At the beginning of the following week, Robertito became physically ill, a rarity since his move to New York. Rather than simply rest, he withdrew dramatically, retreating into himself and escalating his “isms,” a response typical for a child whose internal systems draw much of his attention. Our little friend became totally unreachable. His only interest focused on food. Jeannie, after working with him for three hours, left the room visibly drained. She smiled at me as I passed her in the hall and said: “I wish I had the charisma of tuna fish and toast.” Carol kept calling him her little space cadet. Several times, I heard her say: “Hey, handsome, you’re on Mars, aren’t you?” Suzi whistled and laughed at him, nicknaming him “mush-face” during this period. Despite his unavailability, Francisca flowed with it, not once exhibiting anxiousness. Slowly, the idea of trusting herself and her son became a working premise. She understood the lack of equilibrium in his body and accepted his response to it.
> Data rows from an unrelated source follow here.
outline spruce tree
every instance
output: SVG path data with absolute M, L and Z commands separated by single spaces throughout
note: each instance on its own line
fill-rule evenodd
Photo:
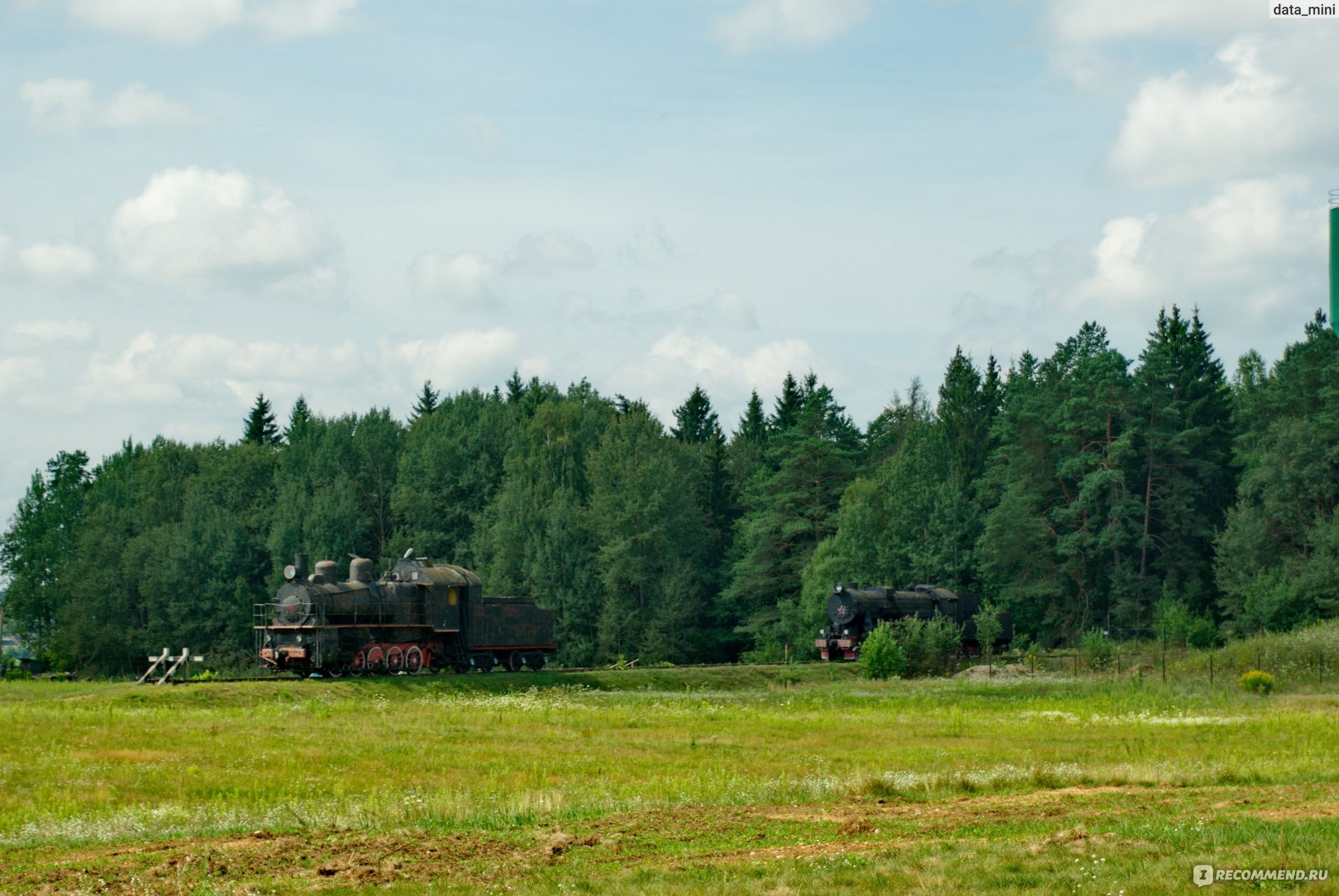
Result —
M 312 410 L 307 406 L 307 399 L 301 395 L 293 402 L 293 410 L 288 415 L 288 426 L 284 427 L 284 441 L 289 445 L 303 438 L 312 425 Z
M 702 445 L 720 430 L 716 413 L 711 410 L 711 399 L 702 386 L 694 386 L 692 392 L 683 404 L 674 411 L 678 426 L 670 429 L 670 434 L 680 442 Z
M 785 433 L 798 423 L 799 411 L 803 406 L 805 395 L 799 388 L 799 383 L 795 382 L 793 374 L 786 374 L 786 379 L 781 383 L 781 395 L 777 396 L 771 419 L 767 421 L 769 433 Z
M 279 425 L 274 422 L 274 411 L 264 392 L 256 395 L 256 403 L 242 421 L 242 442 L 252 445 L 279 445 Z
M 1232 404 L 1223 364 L 1198 312 L 1158 312 L 1134 372 L 1138 445 L 1135 490 L 1142 498 L 1139 576 L 1142 617 L 1164 592 L 1206 609 L 1213 591 L 1213 538 L 1233 492 Z
M 419 391 L 418 399 L 414 402 L 414 411 L 410 415 L 410 423 L 418 423 L 420 419 L 435 411 L 441 400 L 442 392 L 432 388 L 432 380 L 424 379 L 423 388 Z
She maintained her conviction even as his withdrawal persisted into the end of the week and through the following one as well.
Unlike the summer, this major “pause” did not evolve into the anger of hitting. After the symptoms of a mild flu passed, Robertito vacillated between lethargy and self-stimulating rituals. Often, he laughed and giggled without any apparent reason. His infectious smile bathed everyone in his strange, timeless and surrealistic mood. He could sit quietly for hours with a soft, blissed-out grin on his face. Although most of us solicited him for more contact, no one panicked or disapproved, even implicitly, of Robertito’s passivity. An accepting attitude prevailed.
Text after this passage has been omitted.